- Genre: Drama
- Written by: Christopher Matthew Allan Prior
- Directed by: James Cellan Jones
- Starring: Nigel Havers James Fox Fiona Gillies Barbara Leigh-Hunt Nicholas Pritchard Amanda Elwes Patrick Ryecart Bernard Hepton Joanna Lumley
- Composer: Richard Holmes
- Country of origin: United Kingdom
- Original language: English
- No. of series: 1
- No. of episodes: 6

Production
- Executive producers: Nick Elliott Michael Whitehall
- Producer: James Cellan Jones
- Production companies: Havahall Pictures LWT

Original release
- Network: ITV
- Release: 17 May – 21 June 1991

= A Perfect Hero =

A Perfect Hero is a 1991 TV drama serial set in World War II England. It was produced by Havahall Pictures in association with LWT for ITV and first broadcast at 9:00pm on Friday 17 May 1991 and ran for six episodes. It was broadcast in the US as part of Masterpiece Theatre during Season 21 that ran from 1991 to 1992.

==Plot summary==
The miniseries is about a young RAF Fighter Pilot Flying Officer Hugh Fleming DFC, played by Nigel Havers, who is shot down during the Battle of Britain and is severely burned around the face and hands. While recovering and experiencing life as a scarred casualty of war, his colleagues and friends who had joined the RAF with him die one by one.

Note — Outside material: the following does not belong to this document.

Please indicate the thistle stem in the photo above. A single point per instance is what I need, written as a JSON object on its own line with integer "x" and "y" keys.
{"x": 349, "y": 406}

This series shows how burn victims are treated and how they have to recuperate. It is hard for Fleming because he was an extremely handsome young man who had no problem dating women. With his face deformed by the burns and the plastic surgery, his life becomes a rather more traumatic one.

Some aspects of the story are reminiscent of the life of Richard Hillary, as recounted in his 1943 book, "The Last Enemy."

==Music==
Episode end credits play the song The Bells of Hell Go Ting-a-ling-a-ling, which somewhat lightens the mood.